In Mutua’s mind, the very essence of the human rights movement is problematic because it originated in 1948 with the Universal Declaration of Human Rights after the regime of Adolf Hitler – the “quintessential savage” – came to an end.
“Neither the enslavement of Africans, with its barbaric consequences and genocidal dimensions, nor the classic colonisation of Asians, Africans, and Latin Americans by Europeans, with its bone-chilling atrocities, was sufficient to move the West to create the human rights movement. It took the genocidal extermination of Jews in Europe – a white people – to start the process of the codification and universalization of human rights norms.” Absent from Mutua’s observations are non-Western perpetrators of war crimes, such as the Japanese.
This perceived double standard in the formation of human rights is raised elsewhere, as Mutua observes Europeans and North Americans descending on “supposedly backward natives in the Third World” with a human rights mission instead of focusing on the human rights violations in their own countries. He points to the US, notorious for its civil rights violations of racial minorities and the poor.
Mutua’s book may have been penned in 2002, but his fear of America’s unyielding power and influence was to become a reality exactly a year later when US-led forces invaded Iraq in purported search of weapons of mass destruction – selling it to the American public with noble promises of “liberation” and “democracy”.
Mutua’s ruminations were also published before the global phenomenon of Kony 2012 but he hits the nail on the head when he says “what the high school or college student ought to realise is that his or her zeal to save others – even from themselves – is steeped in Western and European history”.
He singles out the practice of female genital mutilation numerous times throughout as an example that taps into “Western stereotypes of barbaric natives in the dark continent”. To be clear, Mutua calls for the practice to be either modified or discarded, but in a way that does not make its practitioners hateful of their culture of themselves.
“The zealotry of the current rhetoric gives no room for such a considered intracultural, or intercultural, dialogue and introspection.”

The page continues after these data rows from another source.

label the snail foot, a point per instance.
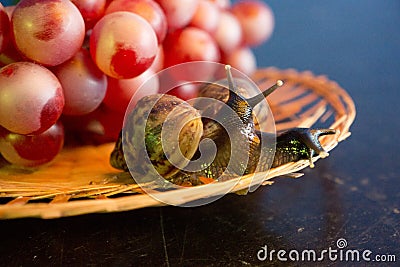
(310, 137)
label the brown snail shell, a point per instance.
(165, 109)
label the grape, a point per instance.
(100, 126)
(32, 150)
(229, 32)
(84, 85)
(178, 12)
(251, 14)
(148, 9)
(185, 91)
(158, 63)
(9, 10)
(206, 16)
(189, 44)
(31, 98)
(91, 10)
(242, 59)
(10, 55)
(4, 29)
(47, 31)
(222, 4)
(120, 91)
(123, 45)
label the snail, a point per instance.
(237, 146)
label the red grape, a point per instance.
(206, 16)
(4, 29)
(189, 44)
(84, 85)
(120, 91)
(123, 45)
(9, 10)
(100, 126)
(91, 10)
(178, 12)
(256, 19)
(32, 150)
(47, 31)
(242, 59)
(147, 9)
(185, 91)
(229, 32)
(223, 4)
(31, 98)
(10, 55)
(158, 63)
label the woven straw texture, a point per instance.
(81, 181)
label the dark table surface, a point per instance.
(352, 195)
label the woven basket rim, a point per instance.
(324, 99)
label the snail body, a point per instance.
(238, 147)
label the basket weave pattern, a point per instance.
(81, 180)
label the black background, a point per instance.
(353, 194)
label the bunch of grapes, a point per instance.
(70, 68)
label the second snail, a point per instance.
(238, 148)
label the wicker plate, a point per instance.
(81, 181)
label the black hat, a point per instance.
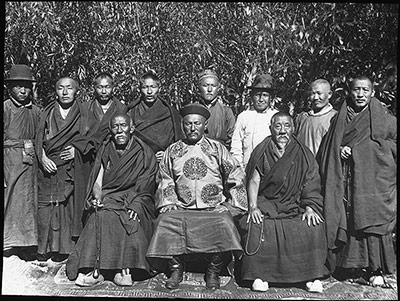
(195, 108)
(263, 82)
(20, 72)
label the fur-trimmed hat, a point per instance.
(263, 82)
(20, 72)
(195, 108)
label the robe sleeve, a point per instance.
(166, 191)
(311, 192)
(233, 180)
(230, 121)
(237, 141)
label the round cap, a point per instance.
(195, 108)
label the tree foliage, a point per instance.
(294, 42)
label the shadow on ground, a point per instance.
(21, 278)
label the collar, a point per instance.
(18, 104)
(324, 110)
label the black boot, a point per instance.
(213, 271)
(176, 268)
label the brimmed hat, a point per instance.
(195, 108)
(263, 82)
(20, 72)
(207, 73)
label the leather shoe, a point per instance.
(212, 280)
(176, 275)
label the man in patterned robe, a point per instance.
(20, 117)
(200, 192)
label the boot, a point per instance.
(176, 269)
(213, 271)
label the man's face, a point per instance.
(150, 90)
(320, 95)
(66, 89)
(193, 127)
(209, 89)
(361, 93)
(261, 99)
(121, 130)
(103, 89)
(282, 129)
(20, 90)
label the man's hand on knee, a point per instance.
(312, 217)
(168, 208)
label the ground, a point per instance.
(21, 278)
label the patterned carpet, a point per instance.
(22, 278)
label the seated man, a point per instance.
(121, 206)
(201, 189)
(284, 234)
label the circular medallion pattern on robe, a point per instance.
(210, 194)
(185, 193)
(169, 191)
(228, 167)
(241, 195)
(195, 169)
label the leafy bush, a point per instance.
(294, 42)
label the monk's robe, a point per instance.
(197, 178)
(20, 174)
(62, 194)
(157, 125)
(360, 193)
(221, 123)
(128, 184)
(284, 249)
(102, 119)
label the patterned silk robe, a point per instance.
(200, 176)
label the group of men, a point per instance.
(125, 192)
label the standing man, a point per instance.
(104, 105)
(65, 155)
(284, 234)
(201, 189)
(252, 126)
(20, 119)
(312, 126)
(156, 122)
(358, 162)
(121, 205)
(222, 121)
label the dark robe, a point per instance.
(128, 184)
(372, 136)
(20, 175)
(158, 125)
(221, 123)
(284, 248)
(103, 119)
(61, 194)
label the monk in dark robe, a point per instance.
(65, 155)
(20, 117)
(283, 234)
(358, 160)
(120, 200)
(156, 122)
(104, 105)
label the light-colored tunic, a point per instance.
(250, 129)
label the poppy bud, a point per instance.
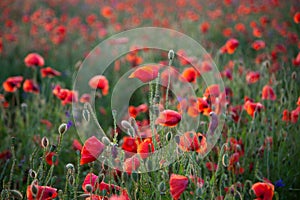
(53, 180)
(106, 141)
(125, 124)
(169, 136)
(134, 176)
(16, 194)
(225, 160)
(162, 187)
(62, 128)
(45, 142)
(52, 148)
(71, 180)
(86, 115)
(70, 168)
(171, 54)
(89, 188)
(32, 173)
(294, 75)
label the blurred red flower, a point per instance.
(168, 118)
(99, 82)
(11, 84)
(268, 93)
(91, 150)
(49, 72)
(178, 184)
(34, 59)
(30, 86)
(263, 191)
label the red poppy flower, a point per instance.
(204, 27)
(168, 118)
(129, 144)
(96, 197)
(268, 93)
(91, 150)
(47, 123)
(99, 82)
(211, 166)
(230, 46)
(77, 146)
(192, 141)
(131, 164)
(107, 12)
(145, 148)
(12, 83)
(132, 111)
(34, 59)
(296, 61)
(49, 72)
(49, 158)
(295, 115)
(91, 179)
(258, 44)
(263, 191)
(178, 184)
(252, 77)
(204, 107)
(145, 73)
(252, 107)
(297, 18)
(30, 86)
(286, 115)
(190, 74)
(40, 192)
(85, 98)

In the first half of the book, Mutua concentrates on what constitutes the human rights narrative as well as the different types of human rights practitioners, but proceeds to concentrate on the African fingerprint in the second half and how the onset of colonisation coupled with the current human rights framework have failed the continent as it tethers on the brink of “political and economic collapse”.
At the heart of second half is a call for a different, nuanced human rights movement that marries the African worldview that places the individual within the community with European theories of individualism and social contract.

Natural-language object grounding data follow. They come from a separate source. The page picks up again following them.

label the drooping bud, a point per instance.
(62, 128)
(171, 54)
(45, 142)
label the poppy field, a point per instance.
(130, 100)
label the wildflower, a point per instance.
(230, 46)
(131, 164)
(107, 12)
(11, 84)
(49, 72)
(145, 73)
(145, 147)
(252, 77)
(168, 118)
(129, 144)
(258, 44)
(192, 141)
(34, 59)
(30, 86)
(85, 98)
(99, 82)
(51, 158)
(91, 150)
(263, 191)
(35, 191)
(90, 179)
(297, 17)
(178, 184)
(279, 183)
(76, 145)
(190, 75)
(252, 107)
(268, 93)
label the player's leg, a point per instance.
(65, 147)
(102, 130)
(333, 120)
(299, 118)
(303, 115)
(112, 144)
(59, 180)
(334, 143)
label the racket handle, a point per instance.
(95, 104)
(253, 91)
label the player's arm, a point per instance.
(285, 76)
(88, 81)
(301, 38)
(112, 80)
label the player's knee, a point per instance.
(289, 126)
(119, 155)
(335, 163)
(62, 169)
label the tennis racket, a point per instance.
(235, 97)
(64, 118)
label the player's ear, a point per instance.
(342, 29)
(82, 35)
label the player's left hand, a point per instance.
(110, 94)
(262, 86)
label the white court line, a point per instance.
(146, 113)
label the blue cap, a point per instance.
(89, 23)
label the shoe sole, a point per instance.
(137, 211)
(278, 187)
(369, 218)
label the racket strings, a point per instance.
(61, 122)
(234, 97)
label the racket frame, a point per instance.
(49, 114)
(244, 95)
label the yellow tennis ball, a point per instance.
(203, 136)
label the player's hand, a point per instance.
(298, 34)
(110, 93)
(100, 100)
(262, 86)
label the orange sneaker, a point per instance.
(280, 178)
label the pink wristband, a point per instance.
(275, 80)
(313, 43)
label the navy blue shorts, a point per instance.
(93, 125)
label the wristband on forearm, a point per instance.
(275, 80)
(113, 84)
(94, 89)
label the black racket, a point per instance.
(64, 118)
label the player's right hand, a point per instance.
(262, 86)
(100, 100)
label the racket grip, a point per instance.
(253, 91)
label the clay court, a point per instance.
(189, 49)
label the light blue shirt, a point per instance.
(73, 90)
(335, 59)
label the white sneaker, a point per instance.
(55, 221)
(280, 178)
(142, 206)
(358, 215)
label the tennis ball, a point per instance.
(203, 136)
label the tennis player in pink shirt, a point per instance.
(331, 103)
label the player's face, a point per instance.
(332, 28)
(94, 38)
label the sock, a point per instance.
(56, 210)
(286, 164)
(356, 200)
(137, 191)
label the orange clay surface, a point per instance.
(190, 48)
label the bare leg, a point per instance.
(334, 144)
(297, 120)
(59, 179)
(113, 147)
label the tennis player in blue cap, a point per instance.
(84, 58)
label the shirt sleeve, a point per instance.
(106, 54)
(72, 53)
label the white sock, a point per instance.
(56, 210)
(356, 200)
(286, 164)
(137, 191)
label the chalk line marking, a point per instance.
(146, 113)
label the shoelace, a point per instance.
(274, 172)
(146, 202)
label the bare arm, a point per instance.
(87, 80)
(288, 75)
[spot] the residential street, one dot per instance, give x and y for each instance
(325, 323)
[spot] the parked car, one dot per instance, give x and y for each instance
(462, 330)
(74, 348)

“Individual rights cannot make sense in a social and political vacuum, devoid of the duties assumed by individuals. This appears to be more true of Africa than any other place. The individualist, narrow formulation of human rights is ill-suited for the African political and cultural universe.”
Mutua’s book is as relevant in 2002 as it is today as he picks out troubling tendencies in the international human rights movement. Whether the cultural pluralism that Mutua advocates comes to fruition remains to be seen, but Human Rights: A Political and Cultural Critique is a searing critique of the human rights movement that forces us to re-examine our worldview and knee-jerk human rights strategies, and whether it is indeed possible to oppose a human rights violation without becoming insensitive to the dignity of the very people we seek to protect.